David Michael, like many of the UAW union members in Michigan, has more of a head for policy than politics. Throughout a tour through the newly renovated Lake Orion electric vehicle plant, he waxed on about the intricacies of union contract details and trade deals, like the one with South Korea that kept this plant going in the 2010s.

But when I asked if a man in a “Let’s go Brandon” shirt working the line was a Trump supporter. He seemed confused.

“Tim’s a Trump guy, yeah. How did you – how did you make that correlation? That’s weird, because he’s hardcore Trump.”

I ran through the NASCAR origin story of “Let’s go Brandon” — the more polite conservative substitute for the real message: “Fuck Joe Biden.”

Michael laughed. “Oh so I’m slow on that joke,” he said. “Brandon is a school district here.”

The UAW and GM both frame the Lake Orion plant as one of the nascent success stories in the American manufacturing renaissance — places where Michael said workers feel they make enough to support their families, even if the health care, retirement and child care options don’t live up to their romanticized recollections.

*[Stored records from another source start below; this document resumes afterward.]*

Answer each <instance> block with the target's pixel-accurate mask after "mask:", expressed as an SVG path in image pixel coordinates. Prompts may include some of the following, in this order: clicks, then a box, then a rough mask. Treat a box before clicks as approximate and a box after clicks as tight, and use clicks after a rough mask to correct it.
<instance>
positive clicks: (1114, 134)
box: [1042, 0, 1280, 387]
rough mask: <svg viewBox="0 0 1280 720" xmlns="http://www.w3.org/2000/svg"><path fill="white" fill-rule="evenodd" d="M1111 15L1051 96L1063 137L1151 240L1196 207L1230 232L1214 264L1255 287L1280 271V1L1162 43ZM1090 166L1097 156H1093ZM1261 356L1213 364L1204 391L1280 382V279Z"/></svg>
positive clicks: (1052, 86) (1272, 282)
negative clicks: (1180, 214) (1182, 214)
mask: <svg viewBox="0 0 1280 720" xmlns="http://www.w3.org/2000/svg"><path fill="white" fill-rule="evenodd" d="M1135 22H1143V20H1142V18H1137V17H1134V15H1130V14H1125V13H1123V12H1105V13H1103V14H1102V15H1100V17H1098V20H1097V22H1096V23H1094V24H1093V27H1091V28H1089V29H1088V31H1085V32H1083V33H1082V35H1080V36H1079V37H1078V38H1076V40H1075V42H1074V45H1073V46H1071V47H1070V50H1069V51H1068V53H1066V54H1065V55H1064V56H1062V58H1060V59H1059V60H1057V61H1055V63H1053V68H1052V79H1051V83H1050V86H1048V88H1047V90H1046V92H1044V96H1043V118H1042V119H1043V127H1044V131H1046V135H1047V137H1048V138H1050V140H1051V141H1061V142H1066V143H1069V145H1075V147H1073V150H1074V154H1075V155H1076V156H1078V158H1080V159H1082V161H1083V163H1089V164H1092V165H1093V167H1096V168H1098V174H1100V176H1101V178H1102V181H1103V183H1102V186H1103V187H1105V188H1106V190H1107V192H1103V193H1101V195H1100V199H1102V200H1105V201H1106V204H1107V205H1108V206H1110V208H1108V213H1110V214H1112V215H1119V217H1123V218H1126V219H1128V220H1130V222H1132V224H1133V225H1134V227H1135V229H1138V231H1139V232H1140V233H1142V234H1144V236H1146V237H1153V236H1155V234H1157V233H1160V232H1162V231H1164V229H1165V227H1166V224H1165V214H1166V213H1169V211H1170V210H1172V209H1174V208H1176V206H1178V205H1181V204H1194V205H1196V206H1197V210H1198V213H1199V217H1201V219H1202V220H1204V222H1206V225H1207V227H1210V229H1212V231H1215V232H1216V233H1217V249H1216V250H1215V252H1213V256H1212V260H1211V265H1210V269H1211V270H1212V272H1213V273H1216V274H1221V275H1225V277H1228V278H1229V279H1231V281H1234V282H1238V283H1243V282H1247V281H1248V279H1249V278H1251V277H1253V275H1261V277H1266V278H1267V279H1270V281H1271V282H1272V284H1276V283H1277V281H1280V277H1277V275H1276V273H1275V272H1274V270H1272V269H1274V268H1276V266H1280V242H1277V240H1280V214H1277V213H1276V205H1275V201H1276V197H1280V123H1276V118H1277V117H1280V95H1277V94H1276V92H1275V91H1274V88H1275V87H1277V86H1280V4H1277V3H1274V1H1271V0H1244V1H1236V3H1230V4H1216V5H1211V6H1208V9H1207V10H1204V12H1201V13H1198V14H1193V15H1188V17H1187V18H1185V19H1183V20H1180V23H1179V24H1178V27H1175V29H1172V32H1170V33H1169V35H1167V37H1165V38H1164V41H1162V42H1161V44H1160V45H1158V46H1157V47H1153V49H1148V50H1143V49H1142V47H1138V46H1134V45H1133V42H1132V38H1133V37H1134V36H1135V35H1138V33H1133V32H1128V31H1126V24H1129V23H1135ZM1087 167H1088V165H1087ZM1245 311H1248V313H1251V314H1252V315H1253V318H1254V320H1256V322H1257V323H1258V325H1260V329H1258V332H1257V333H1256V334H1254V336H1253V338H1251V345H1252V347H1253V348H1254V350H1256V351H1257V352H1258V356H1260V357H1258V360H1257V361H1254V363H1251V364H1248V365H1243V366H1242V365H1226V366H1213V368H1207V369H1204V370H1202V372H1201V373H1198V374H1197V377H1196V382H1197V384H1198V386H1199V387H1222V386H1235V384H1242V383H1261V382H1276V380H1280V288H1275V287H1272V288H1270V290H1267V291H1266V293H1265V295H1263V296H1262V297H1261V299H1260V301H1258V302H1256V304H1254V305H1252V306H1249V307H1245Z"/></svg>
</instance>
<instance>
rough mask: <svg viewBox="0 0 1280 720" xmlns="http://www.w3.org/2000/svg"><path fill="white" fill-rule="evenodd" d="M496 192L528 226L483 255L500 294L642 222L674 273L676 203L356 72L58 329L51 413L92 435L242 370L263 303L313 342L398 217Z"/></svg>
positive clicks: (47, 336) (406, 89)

For decades, its history has run counter to the mainstream economic currents in America. Opened under President Ronald Reagan, the plant was slated to shut in the early 2010s until a trade deal with South Korea gave it a new market for small cars, reviving the facility for a few years. Now, it’s been converted as GM’s first all-electric vehicle assembly plant, the line refitted to hoist in massive battery packs into the chassis of the Chevy Bolt EV, instead of the old transmissions of internal combustion engines. It now employs 1,200.